On a related note, this so-called tri-partisan Senate cap-and-trade bill is a far cry from free-market capitalism. In my view, if this legislation is put in place it could spell economic disaster. In fact, a new study by the Heritage Foundation estimates that the new cap-and-trade bill from Sens. Lindsey Graham, John Kerry, and Joe Lieberman could reduce GDP by as much as $10 trillion over the next two decades. It could force $4.6 trillion in new energy taxes on Americans, kill 2.5 million jobs, and raise the cost of goods and services by $3,000 a year.

Is that what we want?

More government controls like this are exactly the wrong energy medicine.

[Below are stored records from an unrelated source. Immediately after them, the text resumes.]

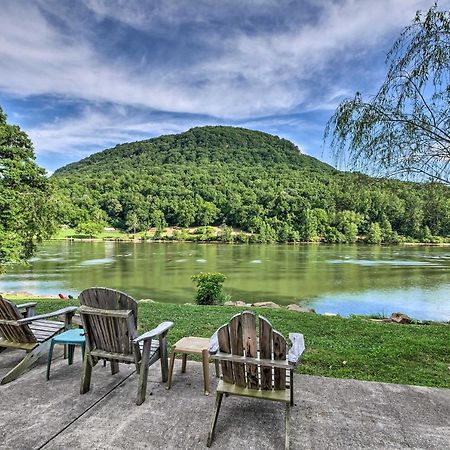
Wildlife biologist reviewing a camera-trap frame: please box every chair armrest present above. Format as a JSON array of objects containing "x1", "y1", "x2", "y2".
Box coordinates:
[
  {"x1": 288, "y1": 333, "x2": 305, "y2": 366},
  {"x1": 133, "y1": 322, "x2": 173, "y2": 344},
  {"x1": 17, "y1": 306, "x2": 78, "y2": 325},
  {"x1": 16, "y1": 302, "x2": 37, "y2": 317}
]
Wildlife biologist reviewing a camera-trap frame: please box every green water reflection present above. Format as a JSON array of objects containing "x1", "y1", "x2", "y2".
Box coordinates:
[{"x1": 0, "y1": 241, "x2": 450, "y2": 320}]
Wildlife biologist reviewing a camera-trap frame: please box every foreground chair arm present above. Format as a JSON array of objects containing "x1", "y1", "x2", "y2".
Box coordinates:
[
  {"x1": 133, "y1": 322, "x2": 173, "y2": 344},
  {"x1": 17, "y1": 306, "x2": 78, "y2": 325},
  {"x1": 16, "y1": 302, "x2": 37, "y2": 317},
  {"x1": 133, "y1": 322, "x2": 173, "y2": 405}
]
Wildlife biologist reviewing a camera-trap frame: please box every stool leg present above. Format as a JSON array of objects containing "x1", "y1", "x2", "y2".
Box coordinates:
[
  {"x1": 167, "y1": 346, "x2": 175, "y2": 389},
  {"x1": 68, "y1": 344, "x2": 75, "y2": 366},
  {"x1": 202, "y1": 350, "x2": 209, "y2": 395},
  {"x1": 47, "y1": 339, "x2": 55, "y2": 381}
]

Let the market work, I say. Use all of our resources, all of our technology, and all of our wealth.

Look, if you really believe in this man-made-global-warming carbon problem — which I do not –then here’s a response that’s much more efficient than government controls and subsidies: Put a tax on carbon. Then legislate that all those carbon-tax revenues be recycled in the form of lower marginal tax rates for all individuals, families, and businesses, and finance true, single-rate, flat-tax reform. That’s what you do if you buy into the man-made carbon problem.

But most of all, let’s liberate the great American energy sector from the shackles of government control. Energy freedom and economic freedom should go hand and hand. This is part of our history. True energy freedom will help resurrect our economy by providing the fuel to power American prosperity for as long and as far as the eye can see.